2. Aug 22nd Flashcards
The Insignificance of Statistical Significance Testing
Most stats classes focus on how you calculate a p-value in different contexts.
Johnson first points out the limitations of p-values.
Larger issue: How we really SHOULD be doing statistics
What is a p-value?
The probability of getting the observed data/results or something MORE extreme given the null hypothesis is TRUE.
- In ecology, we’re frequently studying relationships (ex. do supplements effect antler size, does adding vegetation to a stream bank reduce pollution in a river)
- Looking at a natural variable in the environment (x) and measuring a response to that change (y)
- We’re almost ALWAYS looking at relationships
- Null hypothesis is that there ISN’T a relationship
- Ex: Density of predators vs density of prey: Even if there ISN’T really a relationship, you will still get inherent noise (from process & sampling error), indicating SOME sort of relationship
Johnson’s beef with p-values
- In most ecology cases, we KNOW there is SOME relationship, so it’s useless to ask if there is one (p-value)

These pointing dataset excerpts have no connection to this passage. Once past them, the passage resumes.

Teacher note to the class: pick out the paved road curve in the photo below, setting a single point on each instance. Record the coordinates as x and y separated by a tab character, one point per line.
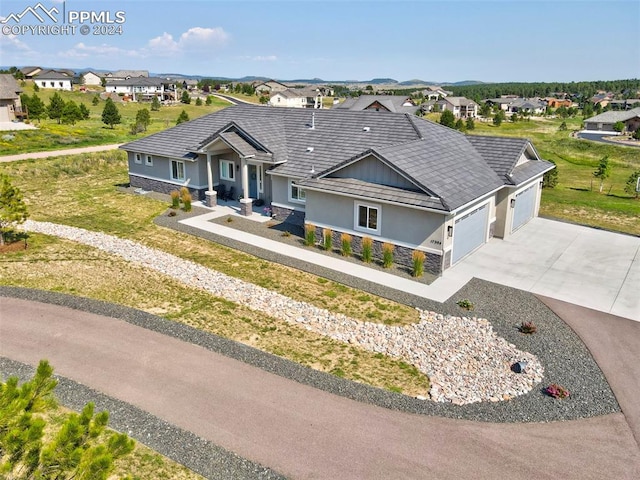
292	428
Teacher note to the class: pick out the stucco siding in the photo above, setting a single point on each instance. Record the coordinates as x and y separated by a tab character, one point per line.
404	225
372	170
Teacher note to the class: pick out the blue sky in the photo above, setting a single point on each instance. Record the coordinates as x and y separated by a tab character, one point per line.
433	40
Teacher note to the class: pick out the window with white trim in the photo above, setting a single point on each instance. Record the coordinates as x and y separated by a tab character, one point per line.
177	170
367	218
296	193
227	170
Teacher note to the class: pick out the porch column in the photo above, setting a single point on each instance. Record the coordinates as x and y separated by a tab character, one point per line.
245	202
210	194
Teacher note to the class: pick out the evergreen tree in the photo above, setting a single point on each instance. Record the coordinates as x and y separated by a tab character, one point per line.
471	124
37	108
184	117
447	119
110	114
155	104
71	113
13	210
56	105
81	448
632	183
84	111
143	119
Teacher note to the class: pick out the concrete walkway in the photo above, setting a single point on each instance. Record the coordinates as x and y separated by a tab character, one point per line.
299	431
58	153
589	267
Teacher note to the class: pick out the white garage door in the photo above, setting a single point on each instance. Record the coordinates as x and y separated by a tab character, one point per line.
524	208
469	232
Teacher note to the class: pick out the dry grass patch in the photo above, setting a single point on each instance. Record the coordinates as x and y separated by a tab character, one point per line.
63	266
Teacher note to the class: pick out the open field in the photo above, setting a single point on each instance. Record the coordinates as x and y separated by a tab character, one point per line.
576	198
81	191
53	136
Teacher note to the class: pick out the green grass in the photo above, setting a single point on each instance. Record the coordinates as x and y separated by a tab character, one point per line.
576	197
53	136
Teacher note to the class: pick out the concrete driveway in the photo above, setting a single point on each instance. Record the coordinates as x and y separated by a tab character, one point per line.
580	265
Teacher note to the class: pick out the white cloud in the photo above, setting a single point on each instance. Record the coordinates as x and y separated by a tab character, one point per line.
196	38
80	50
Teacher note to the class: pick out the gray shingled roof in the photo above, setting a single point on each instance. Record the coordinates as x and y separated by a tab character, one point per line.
9	88
359	188
393	103
614	116
440	161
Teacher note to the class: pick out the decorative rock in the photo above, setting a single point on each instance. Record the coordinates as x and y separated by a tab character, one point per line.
463	357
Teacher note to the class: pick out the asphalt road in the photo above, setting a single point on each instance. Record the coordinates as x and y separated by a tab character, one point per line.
302	432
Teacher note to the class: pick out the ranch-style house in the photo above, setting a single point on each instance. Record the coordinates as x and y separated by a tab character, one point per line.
394	177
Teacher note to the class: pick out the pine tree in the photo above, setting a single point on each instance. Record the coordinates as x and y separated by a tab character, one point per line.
110	114
13	210
56	105
447	119
184	117
71	113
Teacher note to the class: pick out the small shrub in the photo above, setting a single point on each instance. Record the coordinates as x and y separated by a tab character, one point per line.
175	199
556	391
387	255
466	304
418	263
345	241
327	239
186	200
367	249
309	234
528	327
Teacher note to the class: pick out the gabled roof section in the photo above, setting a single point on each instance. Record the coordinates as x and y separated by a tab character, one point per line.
358	188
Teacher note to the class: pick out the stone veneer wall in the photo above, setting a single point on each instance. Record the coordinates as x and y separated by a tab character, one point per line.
163	187
287	215
401	255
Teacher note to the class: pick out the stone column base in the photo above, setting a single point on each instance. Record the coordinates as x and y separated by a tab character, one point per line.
211	198
246	206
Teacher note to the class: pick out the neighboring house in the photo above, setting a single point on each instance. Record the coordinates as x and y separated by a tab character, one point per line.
30	72
126	74
460	106
270	87
605	121
527	105
393	177
297	98
556	102
143	88
435	93
379	103
54	79
91	78
10	107
627	104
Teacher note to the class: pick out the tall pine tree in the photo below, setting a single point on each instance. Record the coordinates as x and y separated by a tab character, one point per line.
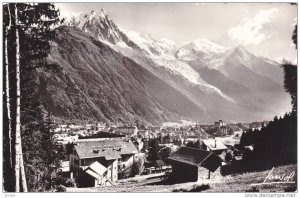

- The chances of getting a STRONG relationship are definitely slim
- If your observed relationship is really unlikely, you might conclude that there is a relationship
What p-values DON’T mean
- The probability that your observed results were due to chance
- – Why? Your results are either due to chance or not. There’s no probability associated with it.
- – Flipping a coin: once the outcome has happened, once truth exists, there’s no probability of it.
- Probability that the null hypothesis is true
—Technically speaking, p-values say nothing about your data
- – It’s really talking about data you haven’t collected
- —– What is the probability of getting similar results given your results?
What 2 things are p-values always based upon (if not more)?
The probability of getting your results is ALWAYS the function of AT LEAST two things
- –1. Effect size - your results (slope, difference between groups). The STRENGTH of the relationship between x & y
- –2. Sample size - More samples ALWAYS equals smaller p-values
What-ly significant vs what-ly significant?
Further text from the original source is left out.